I was camping for the weekend in the Endless Mountains of Pennsylvania with five of our six kids. My wife, Jill, was home with our eight-year-old daughter, Kim. After a disastrous camping experience the summer before, Jill was happy to stay home. She said she was giving up camping for Lent.
I was walking down from our campsite to our Dodge Caravan when I noticed our fourteen-year-old daughter, Ashley, standing in front of the van, tense and upset. When I asked her what was wrong, she said, "I lost my contact lens. It’s gone." I looked down with her at the forest floor, covered with leaves and twigs. There were a million little crevices for the lens to fall into and disappear.
I said, "Ashley, don't move. Let's pray." But before I could pray, she burst into tears. "What good does it do? I’ve prayed for Kim to speak, and she isn't speaking."
Kim struggles with autism and developmental delay. Because of her weak fine motor skills and problems with motor planning, she is also mute. One day after five years of speech therapy, Kim crawled out of the speech therapist's office, crying from frustration. Jill said, "No more," and we stopped speech therapy.
Prayer was no mere formality for Ashley. She had taken God at his word and asked that he would let Kim speak. But nothing happened. Kim's muteness was testimony to a silent God. Prayer, it seemed, doesn't work.
Few of us have Ashley's courage to articulate the quiet cynicism or spiritual weariness that develops in us when heartfelt prayer goes unanswered. We keep our doubts hidden even from ourselves because we don’t want to sound like bad Christians. No reason to add shame to our cynicism. So our hearts shut down.
The glib way people talk about prayer often reinforces our cynicism. We end our conversations with "I'll keep you in my prayers." We have a vocabulary of "prayer speak," including "I'll lift you up in prayer" and "I'll remember you in prayer." Many who use these phrases, including us, never get around to praying. Why? Because we don't think prayer makes much difference.
Cynicism and glibness are just part of the problem. The most common frustration is the activity of praying itself. We last for about fifteen seconds, and then out of nowhere the day's to-do list pops up and our minds are off on a tangent. We catch ourselves and, by sheer force of the will, go back to praying. Before we know it, it has happened again. Instead of praying, we are doing a confused mix of wandering and worrying. Then the guilt sets in. Something must be wrong with me. Other Christians don't seem to have this trouble praying. After five minutes we give up, saying, "I am no good at this. I might as well get some work done."
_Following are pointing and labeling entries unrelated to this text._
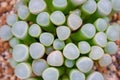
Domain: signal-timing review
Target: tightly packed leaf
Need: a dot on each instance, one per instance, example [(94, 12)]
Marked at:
[(61, 39)]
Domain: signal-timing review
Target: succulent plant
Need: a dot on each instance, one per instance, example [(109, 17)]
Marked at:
[(64, 40)]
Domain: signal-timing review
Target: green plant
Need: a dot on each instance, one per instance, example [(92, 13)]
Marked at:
[(64, 40)]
Something is wrong with us. Our natural desire to pray comes from Creation. We are made in the image of God. Our inability to pray comes from the Fall. Evil has marred the image. We want to talk to God but can't. The friction of our desire to pray, combined with our badly damaged prayer antennae, leads to constant frustration. It’s as if we've had a stroke.
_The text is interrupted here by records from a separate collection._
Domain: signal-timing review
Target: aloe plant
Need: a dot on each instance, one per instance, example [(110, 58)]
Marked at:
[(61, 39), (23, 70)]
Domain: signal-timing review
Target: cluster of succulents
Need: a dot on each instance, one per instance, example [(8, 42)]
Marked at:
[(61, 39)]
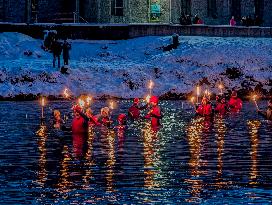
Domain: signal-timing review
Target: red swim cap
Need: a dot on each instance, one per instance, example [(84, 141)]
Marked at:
[(154, 99), (136, 100), (122, 117)]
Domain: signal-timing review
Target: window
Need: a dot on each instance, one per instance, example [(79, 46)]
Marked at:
[(117, 7), (259, 6), (212, 11), (186, 7), (236, 8)]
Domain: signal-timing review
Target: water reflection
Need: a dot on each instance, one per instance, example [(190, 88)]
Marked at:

Complicating this is the enormous confusion about what makes for good prayer. We vaguely sense that we should begin by focusing on God, not on ourselves. So when we start to pray, we try to worship. That works for a minute, but it feels contrived; then guilt sets in again. We wonder, Did I worship enough? Did I really mean it?
In a burst of spiritual enthusiasm we put together a prayer list, but praying through the list gets dull, and nothing seems to happen. The list gets long and cumbersome; we lose touch with many of the needs. Praying feels like whistling in the wind. When someone is healed or helped, we wonder if it would have happened anyway. Then we misplace the list.